Als een predikant twintig jaar geleden enkele bijzonderheden over bijvoorbeeld Efeze in zijn preek naar voren bracht, zagen de hoorders dat als een uiting van belezenheid en studiezin. Nu wordt er gedacht: „De dominee heeft op internet rondgekeken.” Niet dat men dat verkeerd vindt, maar er is een andere waardering dan vroeger voor die informatie. Iedereen kan namelijk moeiteloos kennisnemen van die bijzonderheden. Natuurlijk realiseren we ons allen dat een preek meer is dan wat informatie doorgeven.
Door die grote toegankelijkheid van informatie wordt ieder die zich bezighoudt met onderwijs en vorming gedwongen om de informatie een zinvolle plaats te geven. Betekenisvol onderwijs of een betekenisvolle voordracht biedt meerwaarde en geeft een andersoortig gezag dan alleen respect voor kennis. De vraag wat ik ermee kan, weegt zwaar.
Generatie Einstein
J. Boschma en I. Groen schrijven daar in hun boek ”Generatie Einstein” het volgende over: „Er groeit een generatie op die eraan gewend is dat er geen kennismonopolie meer is en dat alles op straat ligt. Het internet als vergaarbak van informatie speelt daarin een essentiële rol. Ze leren jong en kritisch kijken naar wie wat zegt en koppelen niet automatisch autoriteit aan een naam of rol.” Dit kernachtige citaat laat zien dat informatisering invloed heeft op de beleving van autoriteit.

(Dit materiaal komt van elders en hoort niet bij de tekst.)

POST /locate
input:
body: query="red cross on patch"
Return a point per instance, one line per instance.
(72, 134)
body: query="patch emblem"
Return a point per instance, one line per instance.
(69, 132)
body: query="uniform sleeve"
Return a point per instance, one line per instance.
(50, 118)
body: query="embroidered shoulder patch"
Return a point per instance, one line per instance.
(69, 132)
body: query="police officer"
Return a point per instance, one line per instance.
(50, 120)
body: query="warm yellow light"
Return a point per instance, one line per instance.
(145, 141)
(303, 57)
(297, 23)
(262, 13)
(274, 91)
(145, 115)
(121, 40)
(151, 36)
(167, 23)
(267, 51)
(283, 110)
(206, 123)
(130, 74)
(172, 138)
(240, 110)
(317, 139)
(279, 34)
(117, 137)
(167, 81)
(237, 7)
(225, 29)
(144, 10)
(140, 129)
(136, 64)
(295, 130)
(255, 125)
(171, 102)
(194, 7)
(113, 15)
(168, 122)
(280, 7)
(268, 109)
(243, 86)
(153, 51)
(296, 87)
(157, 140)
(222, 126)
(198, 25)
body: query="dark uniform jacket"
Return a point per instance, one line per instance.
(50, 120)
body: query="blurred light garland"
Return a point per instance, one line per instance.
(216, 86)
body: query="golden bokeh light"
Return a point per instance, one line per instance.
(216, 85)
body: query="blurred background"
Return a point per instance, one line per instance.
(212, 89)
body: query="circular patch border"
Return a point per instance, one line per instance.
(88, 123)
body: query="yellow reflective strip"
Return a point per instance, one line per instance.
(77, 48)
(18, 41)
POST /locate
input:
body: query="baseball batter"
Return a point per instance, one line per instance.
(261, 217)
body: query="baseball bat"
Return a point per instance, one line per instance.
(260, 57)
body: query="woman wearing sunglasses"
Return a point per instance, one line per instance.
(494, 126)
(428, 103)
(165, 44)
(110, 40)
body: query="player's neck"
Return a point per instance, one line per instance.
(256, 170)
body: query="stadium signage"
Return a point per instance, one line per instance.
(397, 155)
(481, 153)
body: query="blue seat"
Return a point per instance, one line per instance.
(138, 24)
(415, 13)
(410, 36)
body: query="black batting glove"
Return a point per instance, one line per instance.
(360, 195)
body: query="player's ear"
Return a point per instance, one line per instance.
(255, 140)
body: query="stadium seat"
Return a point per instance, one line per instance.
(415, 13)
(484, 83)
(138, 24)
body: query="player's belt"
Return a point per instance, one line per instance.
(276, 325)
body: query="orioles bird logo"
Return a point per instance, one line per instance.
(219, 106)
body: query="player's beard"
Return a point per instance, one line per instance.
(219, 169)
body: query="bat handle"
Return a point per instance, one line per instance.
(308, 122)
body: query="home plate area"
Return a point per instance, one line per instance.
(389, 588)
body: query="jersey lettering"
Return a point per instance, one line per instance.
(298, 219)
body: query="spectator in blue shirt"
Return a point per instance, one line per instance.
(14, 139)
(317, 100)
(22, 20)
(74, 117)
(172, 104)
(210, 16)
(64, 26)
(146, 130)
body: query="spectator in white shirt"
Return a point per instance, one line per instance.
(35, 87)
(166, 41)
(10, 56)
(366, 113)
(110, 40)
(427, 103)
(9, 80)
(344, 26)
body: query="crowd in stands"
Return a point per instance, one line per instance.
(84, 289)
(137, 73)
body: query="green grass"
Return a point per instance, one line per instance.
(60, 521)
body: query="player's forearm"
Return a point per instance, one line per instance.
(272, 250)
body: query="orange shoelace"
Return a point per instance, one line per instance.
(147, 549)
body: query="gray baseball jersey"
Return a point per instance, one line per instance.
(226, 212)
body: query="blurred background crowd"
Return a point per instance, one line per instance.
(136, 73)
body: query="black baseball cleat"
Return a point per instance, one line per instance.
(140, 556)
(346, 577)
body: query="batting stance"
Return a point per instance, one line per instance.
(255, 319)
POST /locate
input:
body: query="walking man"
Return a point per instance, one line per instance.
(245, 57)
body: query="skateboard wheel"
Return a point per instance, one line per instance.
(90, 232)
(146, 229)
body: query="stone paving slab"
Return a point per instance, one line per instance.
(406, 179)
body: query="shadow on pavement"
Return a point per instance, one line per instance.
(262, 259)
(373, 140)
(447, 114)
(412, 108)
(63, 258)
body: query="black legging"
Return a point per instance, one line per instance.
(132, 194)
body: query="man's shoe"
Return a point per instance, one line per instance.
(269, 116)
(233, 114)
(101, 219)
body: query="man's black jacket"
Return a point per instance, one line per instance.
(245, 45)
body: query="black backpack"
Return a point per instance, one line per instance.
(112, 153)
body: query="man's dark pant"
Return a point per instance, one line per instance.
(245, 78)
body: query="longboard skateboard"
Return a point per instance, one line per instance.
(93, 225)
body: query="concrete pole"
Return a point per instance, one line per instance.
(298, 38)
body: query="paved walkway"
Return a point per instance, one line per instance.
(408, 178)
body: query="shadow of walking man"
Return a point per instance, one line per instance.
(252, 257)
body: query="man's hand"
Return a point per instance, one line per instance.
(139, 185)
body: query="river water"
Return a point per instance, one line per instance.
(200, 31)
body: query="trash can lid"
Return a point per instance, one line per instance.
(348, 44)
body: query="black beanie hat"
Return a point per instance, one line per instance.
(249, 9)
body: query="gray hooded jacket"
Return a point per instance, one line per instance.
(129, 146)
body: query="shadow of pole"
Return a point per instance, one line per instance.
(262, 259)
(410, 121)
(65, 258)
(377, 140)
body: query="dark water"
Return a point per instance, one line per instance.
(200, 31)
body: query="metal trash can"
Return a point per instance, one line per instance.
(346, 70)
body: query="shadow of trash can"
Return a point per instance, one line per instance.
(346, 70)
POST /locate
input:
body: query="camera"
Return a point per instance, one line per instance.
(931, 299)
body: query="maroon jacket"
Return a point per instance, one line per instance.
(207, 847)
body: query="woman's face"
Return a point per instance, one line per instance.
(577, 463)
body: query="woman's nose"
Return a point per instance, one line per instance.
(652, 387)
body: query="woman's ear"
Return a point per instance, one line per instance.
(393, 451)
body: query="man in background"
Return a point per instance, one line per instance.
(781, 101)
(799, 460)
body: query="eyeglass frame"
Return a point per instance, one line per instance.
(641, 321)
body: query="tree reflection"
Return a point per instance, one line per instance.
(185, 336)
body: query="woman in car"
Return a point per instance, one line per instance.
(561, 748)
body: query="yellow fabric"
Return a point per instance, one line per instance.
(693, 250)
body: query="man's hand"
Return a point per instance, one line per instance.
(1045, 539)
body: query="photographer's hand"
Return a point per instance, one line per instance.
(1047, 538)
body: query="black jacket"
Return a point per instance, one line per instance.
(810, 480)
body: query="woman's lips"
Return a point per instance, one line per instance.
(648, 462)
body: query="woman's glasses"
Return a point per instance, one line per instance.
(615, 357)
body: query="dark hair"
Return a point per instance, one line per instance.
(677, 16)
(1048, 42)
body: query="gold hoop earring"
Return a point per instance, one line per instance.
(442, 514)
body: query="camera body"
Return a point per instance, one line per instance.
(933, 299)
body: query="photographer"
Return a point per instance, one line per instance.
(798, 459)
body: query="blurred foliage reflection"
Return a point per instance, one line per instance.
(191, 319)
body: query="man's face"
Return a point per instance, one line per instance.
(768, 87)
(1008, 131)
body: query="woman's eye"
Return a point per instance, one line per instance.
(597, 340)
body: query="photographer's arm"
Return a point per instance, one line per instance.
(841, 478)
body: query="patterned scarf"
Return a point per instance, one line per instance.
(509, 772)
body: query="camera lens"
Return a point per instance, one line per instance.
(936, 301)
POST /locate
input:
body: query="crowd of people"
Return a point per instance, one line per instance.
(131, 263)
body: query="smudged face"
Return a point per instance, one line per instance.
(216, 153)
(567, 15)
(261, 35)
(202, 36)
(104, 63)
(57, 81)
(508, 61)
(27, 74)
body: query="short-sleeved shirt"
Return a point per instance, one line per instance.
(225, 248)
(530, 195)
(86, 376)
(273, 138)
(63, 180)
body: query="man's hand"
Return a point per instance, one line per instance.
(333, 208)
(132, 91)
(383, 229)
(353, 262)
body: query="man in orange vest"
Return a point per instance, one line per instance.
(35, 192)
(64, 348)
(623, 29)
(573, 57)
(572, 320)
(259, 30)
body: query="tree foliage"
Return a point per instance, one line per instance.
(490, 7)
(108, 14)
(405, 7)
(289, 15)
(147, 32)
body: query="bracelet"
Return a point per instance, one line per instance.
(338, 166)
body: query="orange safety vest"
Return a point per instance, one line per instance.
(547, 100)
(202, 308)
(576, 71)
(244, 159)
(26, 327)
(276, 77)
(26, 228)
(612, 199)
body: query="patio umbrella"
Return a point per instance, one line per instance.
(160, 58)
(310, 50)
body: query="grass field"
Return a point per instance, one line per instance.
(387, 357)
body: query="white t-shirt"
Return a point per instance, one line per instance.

Digitale communicatie levert eveneens een bijdrage aan de informalisering. Neem bijvoorbeeld Hyves. Op dit digitale platform profileren honderdduizenden mensen zich. Allen zijn bezig met ”selfpublishing”. Men presenteert zich met voor- en achternaam, gezinssamenstelling, hobby’s enzovoort. Daarbij komt de vraag op of het verantwoord is als docenten en andere opvoeders zich op Hyves presenteren.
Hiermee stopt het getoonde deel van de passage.